Modern problems require modern solutions
These days VPN capabilities are more robust and more capable, allowing for split tunneling for Zoom or Office 365, or other SaaS solutions. Companies should do this *if, and only if* a company is assessing their SaaS solutions for cybersecurity controls prior to their use. "Trust but Verify".
Allowing SaaS traffic to operate outside of the Corporate VPN should only minimally increase risk. The top SaaS solutions should care about and are taking actions to protect their traffic (Zoom was challenged on this point for a while in 2020, though, to be transparent). As a part of your own Vendor Risk Assessment, you should validate that a vendor is encrypting traffic between your clients and the SaaS provider.

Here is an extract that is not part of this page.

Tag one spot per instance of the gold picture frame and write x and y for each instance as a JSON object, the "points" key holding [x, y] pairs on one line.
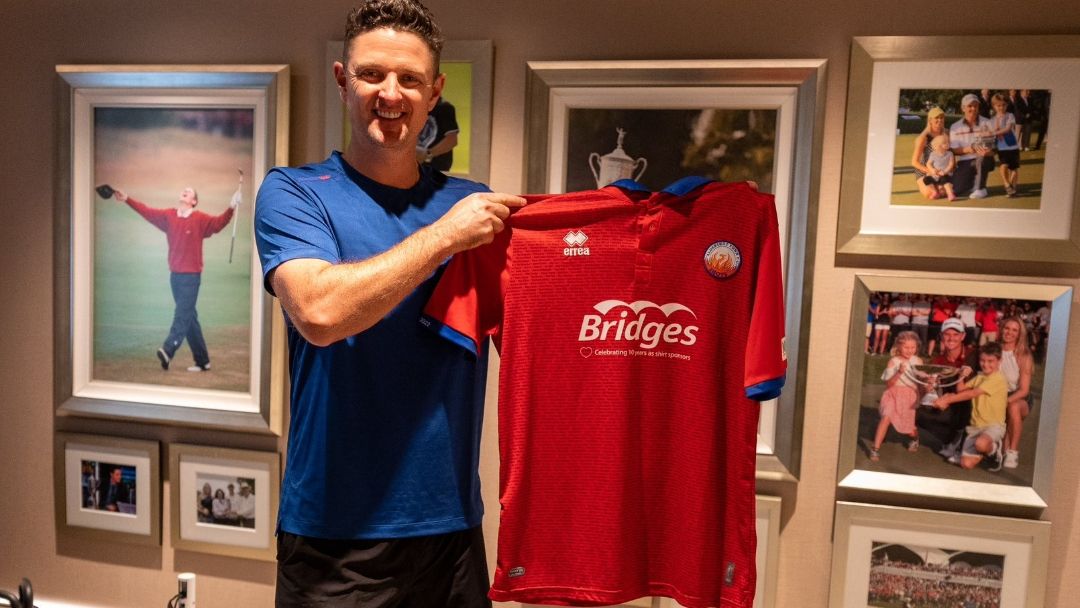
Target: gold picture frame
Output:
{"points": [[874, 232]]}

But, but, but, you can't see or stop "bad" traffic!
Sure, you may not have network monitoring. You have to check your assumptions and ask yourself if you really have that visibility today. Do you intercept SSL? Would you intercept Zoom calls? Would you intercept WebEx? My bet is no.
Conclusion
I'd argue there's less reason, and little risk, to push full SSL-enabled web traffic through a VPN to partner organizations where the controls have been evaluated and understood, with contracts to enforce them. Yes, partner compromises happen (ahem Target), so it's highly dependent on the situation, but it seems like we should be taking a risk-based approach and not be just repeating dated dogma.